Garlic: Tasty, healthy and very stinky
SUMMARY: Garlic can offer a host of health benefits, but it also comes with bad breath
Posted: September 27, 2012
Ah, garlic. So many people love it, and it makes a delicious addition to many meals. It's a flavor-enhancer, a healthy herb and it can give you powerful bad breath. This is why it's important to use specialty breath fresheners after consuming any dish infused with garlic. Hopefully, people who attend the upcoming 14th Annual North Quabbin Garlic and Arts Festival in Orange, Massachusetts, will have plenty of alcohol-free mouthwash on hand to get rid of halitosis caused by this powerful food.
The event is nicknamed "the festival that stinks" and boasts more than 100 exhibits this year.

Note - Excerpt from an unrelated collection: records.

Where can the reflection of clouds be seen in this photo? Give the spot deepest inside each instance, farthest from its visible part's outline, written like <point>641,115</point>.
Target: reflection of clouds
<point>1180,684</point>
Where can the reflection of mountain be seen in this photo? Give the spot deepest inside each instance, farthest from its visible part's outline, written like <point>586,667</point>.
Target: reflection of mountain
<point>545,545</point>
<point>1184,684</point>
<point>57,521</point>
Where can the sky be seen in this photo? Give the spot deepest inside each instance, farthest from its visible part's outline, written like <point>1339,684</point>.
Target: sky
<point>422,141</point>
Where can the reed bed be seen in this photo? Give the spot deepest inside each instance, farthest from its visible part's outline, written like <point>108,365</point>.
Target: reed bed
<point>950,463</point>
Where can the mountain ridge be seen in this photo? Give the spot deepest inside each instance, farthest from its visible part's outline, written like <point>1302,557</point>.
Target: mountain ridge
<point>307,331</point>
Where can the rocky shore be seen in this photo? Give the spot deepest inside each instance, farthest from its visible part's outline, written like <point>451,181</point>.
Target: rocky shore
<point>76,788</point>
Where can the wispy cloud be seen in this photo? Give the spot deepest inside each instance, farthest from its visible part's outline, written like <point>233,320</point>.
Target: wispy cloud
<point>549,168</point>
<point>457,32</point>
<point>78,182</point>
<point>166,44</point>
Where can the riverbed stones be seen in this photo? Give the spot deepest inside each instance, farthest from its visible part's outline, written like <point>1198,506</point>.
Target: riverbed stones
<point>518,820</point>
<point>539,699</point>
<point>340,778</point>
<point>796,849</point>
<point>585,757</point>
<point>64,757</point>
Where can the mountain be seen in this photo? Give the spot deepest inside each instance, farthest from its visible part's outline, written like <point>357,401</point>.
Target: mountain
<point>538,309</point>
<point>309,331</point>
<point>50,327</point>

There will be garlic-pressing workshops and agricultural demonstrations, as well as some non-garlic-related events. For example, according to Mass Live, there will also be leather work, basket weaving, cider pressing, children's events and more than 40 local poets presenting their work.
"The event was founded to create a vibrant, family-oriented venue to celebrate the artistic and agricultural richness in the North Quabbin region," organizer Deborah Habib told the news source. "People from many cultures and walks of life share a common interest in this tasty bulb. At the same time, even if people absolutely dislike garlic, they should come anyway and find much to enjoy!"
The event takes place Sept. 29 and 30, but don't go without the right specialty breath fresheners and tips on how to get rid of garlic breath.
Why does garlic stink?
While there are many foods that cause bad breath, garlic in particular seems to pack a heavy punch. That's because the ingredient is a sulfur-rich food that contains pungent odors. According to The Mayo Clinic, after consumed, garlic enters into the bloodstream and is carried into your lungs, where it affects your breath until it's expunged from the body.
While alcohol-free mouthwash will be able to alleviate the smell of garlic breath until it leaves your system, there may be ways to fight this unpleasant odor before you eat your garlic-laden meal. For example, Women's Health Magazine spoke to Sheryl Barringer, Ph.D., a professor of food science and technology at Ohio State University, who stated that studies have shown that sipping milk before eating garlic may help reduce the chances of having truly stinky breath afterwards.
However, it's important to note that milk is also one of the most prominent causes of halitosis. But, since milk breath is far less offensive (and easier to get rid of) than the smell of garlic, it may be a good idea to give it a try.
Don't give upYou should be sure to stock up on alcohol-free mouthwash and other breath fresheners so you don't have to miss out on all of the health benefits of garlic. According to an article published in The Huffington Post by Leo Galland, M.D., studies have shown that consuming garlic may lower one's risk of prostate cancer. Furthermore, a study conducted at the Fred Hutchinson Cancer Research Center showed that the food may be able to help remove toxins from the blood.
According to the doctor, the benefits of garlic are known worldwide.
"Scientists from the U.S., England, France, Italy and other countries are confirming the outstanding health benefits of allium vegetables such as onions, garlic and scallions," Galland wrote for the news source.
While they may be healthy, all of these foods cause mighty bad breath. So be sure to pair them with some specialty breath fresheners!